This tutorial is implemented using PaddlePaddle’s PaddleSeg, an open-source library available at http://github.com/PaddlePaddle/PaddleSeg. It utilizes pre-trained models provided by the open-source library to achieve human image semantic segmentation, and finally deploys the model to an Android application. For how to use PaddlePaddle models in Android applications, please refer to the author’s article “Implementing Image Classification on Android Phones Using Paddle Lite”.
Open-source code address of this tutorial: https://github.com/yeyupiaoling/ChangeHumanBackground
Image Semantic Segmentation Tool¶
First, we create a utility class to use PaddlePaddle’s image semantic segmentation model in an Android application. The PaddleLiteSegmentation Java utility class is used to load the model and predict images.
First, load the model to obtain a predictor.
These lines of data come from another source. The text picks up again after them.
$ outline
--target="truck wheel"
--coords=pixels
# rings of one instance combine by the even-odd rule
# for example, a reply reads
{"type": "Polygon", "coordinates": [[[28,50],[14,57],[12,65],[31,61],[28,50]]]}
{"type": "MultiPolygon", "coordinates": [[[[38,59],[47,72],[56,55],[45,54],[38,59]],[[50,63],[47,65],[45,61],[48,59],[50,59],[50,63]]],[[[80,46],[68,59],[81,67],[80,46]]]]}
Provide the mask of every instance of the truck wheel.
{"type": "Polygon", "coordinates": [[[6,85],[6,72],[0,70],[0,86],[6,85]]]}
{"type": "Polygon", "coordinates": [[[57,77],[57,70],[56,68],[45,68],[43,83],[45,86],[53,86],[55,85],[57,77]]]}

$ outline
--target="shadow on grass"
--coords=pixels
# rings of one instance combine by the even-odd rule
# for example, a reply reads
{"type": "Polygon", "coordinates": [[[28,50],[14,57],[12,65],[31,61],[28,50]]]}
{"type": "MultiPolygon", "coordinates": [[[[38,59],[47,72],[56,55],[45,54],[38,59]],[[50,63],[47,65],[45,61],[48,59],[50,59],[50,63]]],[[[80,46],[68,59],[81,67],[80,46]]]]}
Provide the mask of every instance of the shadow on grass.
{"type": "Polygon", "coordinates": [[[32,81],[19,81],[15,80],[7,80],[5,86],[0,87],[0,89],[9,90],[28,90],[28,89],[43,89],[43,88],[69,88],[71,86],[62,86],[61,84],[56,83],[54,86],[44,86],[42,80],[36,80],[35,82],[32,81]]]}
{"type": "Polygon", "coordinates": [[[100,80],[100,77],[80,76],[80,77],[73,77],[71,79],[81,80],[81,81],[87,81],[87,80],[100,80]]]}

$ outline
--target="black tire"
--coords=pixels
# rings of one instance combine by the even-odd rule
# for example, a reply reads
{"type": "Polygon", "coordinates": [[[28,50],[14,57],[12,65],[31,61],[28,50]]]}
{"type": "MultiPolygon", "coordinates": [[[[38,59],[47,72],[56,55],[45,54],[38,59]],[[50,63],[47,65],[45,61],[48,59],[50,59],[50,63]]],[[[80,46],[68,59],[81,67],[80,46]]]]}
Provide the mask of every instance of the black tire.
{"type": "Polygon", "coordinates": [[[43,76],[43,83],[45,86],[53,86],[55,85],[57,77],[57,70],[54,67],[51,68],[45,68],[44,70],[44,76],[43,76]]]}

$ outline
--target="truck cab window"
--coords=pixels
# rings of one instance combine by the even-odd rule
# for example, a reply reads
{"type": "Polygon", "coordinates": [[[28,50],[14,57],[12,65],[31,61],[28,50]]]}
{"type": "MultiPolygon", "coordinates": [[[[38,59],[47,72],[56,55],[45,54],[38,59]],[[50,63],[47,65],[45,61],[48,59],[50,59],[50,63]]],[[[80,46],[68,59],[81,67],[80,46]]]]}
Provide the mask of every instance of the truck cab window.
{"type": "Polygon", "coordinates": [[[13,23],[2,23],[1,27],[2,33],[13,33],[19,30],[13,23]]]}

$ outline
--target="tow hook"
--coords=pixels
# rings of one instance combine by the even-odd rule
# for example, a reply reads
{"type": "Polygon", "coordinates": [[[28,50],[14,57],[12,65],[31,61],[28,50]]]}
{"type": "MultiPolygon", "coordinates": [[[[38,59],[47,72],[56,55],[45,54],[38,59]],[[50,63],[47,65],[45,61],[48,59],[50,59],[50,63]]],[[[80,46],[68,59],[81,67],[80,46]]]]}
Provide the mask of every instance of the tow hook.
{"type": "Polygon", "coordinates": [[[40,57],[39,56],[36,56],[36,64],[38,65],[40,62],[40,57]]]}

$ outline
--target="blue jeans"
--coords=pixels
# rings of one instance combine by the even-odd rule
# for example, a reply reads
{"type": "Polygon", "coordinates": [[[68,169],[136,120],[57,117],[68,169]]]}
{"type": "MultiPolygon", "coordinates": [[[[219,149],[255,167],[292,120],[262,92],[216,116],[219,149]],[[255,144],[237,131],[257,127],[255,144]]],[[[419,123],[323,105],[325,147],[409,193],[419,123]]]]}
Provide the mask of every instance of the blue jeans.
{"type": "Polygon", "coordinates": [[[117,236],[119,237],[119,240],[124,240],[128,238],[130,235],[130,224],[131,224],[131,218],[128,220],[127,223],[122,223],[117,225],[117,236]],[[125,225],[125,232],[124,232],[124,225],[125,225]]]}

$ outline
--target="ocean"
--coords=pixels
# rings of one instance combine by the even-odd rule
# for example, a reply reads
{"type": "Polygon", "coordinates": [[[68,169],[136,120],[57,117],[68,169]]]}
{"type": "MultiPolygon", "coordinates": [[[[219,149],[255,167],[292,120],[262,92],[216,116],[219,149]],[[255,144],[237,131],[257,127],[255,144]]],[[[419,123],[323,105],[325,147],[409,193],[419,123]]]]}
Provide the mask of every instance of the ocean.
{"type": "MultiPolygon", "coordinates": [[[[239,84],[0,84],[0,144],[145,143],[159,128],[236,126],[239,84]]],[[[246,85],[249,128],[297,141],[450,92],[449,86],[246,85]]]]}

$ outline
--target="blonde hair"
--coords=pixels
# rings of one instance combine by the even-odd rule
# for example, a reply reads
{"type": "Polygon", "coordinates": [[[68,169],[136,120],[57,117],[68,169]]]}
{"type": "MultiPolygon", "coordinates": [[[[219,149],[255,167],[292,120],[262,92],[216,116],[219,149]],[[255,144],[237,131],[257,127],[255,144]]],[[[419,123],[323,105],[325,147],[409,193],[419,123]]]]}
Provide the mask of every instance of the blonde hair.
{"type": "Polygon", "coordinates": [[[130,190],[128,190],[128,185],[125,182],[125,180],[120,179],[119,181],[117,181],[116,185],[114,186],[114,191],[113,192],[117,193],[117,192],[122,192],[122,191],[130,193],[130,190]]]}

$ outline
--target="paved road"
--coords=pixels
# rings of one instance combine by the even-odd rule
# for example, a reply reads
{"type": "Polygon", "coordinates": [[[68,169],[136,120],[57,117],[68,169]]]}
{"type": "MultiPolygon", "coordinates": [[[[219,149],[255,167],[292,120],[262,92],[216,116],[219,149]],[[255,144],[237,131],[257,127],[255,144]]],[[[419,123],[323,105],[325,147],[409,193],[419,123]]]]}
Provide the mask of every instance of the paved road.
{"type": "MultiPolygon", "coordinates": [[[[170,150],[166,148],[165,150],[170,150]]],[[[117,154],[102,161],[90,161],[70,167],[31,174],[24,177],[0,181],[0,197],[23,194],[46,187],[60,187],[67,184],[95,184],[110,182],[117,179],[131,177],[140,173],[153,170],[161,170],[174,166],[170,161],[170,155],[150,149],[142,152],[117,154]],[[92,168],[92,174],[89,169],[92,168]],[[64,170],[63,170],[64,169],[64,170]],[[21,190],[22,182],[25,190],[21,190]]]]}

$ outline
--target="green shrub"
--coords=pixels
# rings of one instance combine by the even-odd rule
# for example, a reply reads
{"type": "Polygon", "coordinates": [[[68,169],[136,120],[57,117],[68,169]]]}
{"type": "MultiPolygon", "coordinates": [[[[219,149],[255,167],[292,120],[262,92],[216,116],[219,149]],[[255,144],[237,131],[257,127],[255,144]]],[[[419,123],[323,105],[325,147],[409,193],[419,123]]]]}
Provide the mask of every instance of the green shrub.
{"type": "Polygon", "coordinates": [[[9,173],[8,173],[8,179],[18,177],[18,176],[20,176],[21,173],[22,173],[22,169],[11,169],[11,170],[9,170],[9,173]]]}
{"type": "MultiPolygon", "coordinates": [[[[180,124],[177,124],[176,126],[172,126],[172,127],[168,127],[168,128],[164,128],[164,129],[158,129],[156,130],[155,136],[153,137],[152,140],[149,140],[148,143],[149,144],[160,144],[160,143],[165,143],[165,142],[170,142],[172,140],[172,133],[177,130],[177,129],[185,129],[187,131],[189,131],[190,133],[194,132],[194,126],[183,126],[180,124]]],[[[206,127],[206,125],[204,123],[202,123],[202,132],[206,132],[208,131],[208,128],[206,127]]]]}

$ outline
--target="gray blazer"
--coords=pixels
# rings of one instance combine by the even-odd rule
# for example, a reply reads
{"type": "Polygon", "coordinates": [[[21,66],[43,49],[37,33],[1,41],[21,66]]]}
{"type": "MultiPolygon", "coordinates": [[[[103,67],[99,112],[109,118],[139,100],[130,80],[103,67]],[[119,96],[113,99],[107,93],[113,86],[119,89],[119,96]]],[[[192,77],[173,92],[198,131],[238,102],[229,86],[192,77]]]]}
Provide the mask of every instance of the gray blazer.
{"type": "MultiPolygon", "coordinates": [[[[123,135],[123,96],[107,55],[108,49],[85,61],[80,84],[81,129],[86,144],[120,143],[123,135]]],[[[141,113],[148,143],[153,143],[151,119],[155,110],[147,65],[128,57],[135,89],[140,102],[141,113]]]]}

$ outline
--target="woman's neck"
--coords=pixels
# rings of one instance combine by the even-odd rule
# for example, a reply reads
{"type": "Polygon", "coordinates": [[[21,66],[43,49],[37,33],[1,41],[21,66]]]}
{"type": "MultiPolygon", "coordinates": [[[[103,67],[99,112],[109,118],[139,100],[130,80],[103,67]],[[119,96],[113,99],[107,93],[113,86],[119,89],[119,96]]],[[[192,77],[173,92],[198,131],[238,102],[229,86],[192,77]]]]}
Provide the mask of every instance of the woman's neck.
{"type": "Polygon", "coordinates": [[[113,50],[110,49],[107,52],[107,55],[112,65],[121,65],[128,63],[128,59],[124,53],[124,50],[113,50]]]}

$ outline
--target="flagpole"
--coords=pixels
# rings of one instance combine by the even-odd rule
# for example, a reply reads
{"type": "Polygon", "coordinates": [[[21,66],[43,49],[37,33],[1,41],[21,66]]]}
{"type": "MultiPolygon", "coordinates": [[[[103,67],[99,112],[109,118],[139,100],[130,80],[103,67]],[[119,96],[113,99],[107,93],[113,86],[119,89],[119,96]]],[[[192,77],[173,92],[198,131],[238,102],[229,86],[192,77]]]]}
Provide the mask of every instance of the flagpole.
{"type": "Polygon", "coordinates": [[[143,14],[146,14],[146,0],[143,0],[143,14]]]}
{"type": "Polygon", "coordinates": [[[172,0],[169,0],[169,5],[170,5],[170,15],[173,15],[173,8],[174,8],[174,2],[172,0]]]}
Here, inputShape specifies the input size of the image, and NUM_THREADS sets the number of threads for prediction (up to 4 threads are supported).
private PaddlePredictor paddlePredictor;
private Tensor inputTensor;
public static long[] inputShape = new long[]{1, 3, 513, 513};
private static final int NUM_THREADS = 4;
/**
* @param modelPath Path to the model file
*/
public PaddleLiteSegmentation(String modelPath) throws Exception {
File file = new File(modelPath);
if (!file.exists()) {
throw new Exception("Model file does not exist!");
}
try {
MobileConfig config = new MobileConfig();
config.setModelFromFile(modelPath);
config.setThreads(NUM_THREADS);
config.setPowerMode(PowerMode.LITE_POWER_HIGH);
paddlePredictor = PaddlePredictor.createPaddlePredictor(config);
inputTensor = paddlePredictor.getInput(0);
inputTensor.resize(inputShape);
} catch (Exception e) {
e.printStackTrace();
throw new Exception("Failed to load model!");
}
}
Before prediction, we add two overloaded methods to support both image paths and Bitmaps for semantic segmentation.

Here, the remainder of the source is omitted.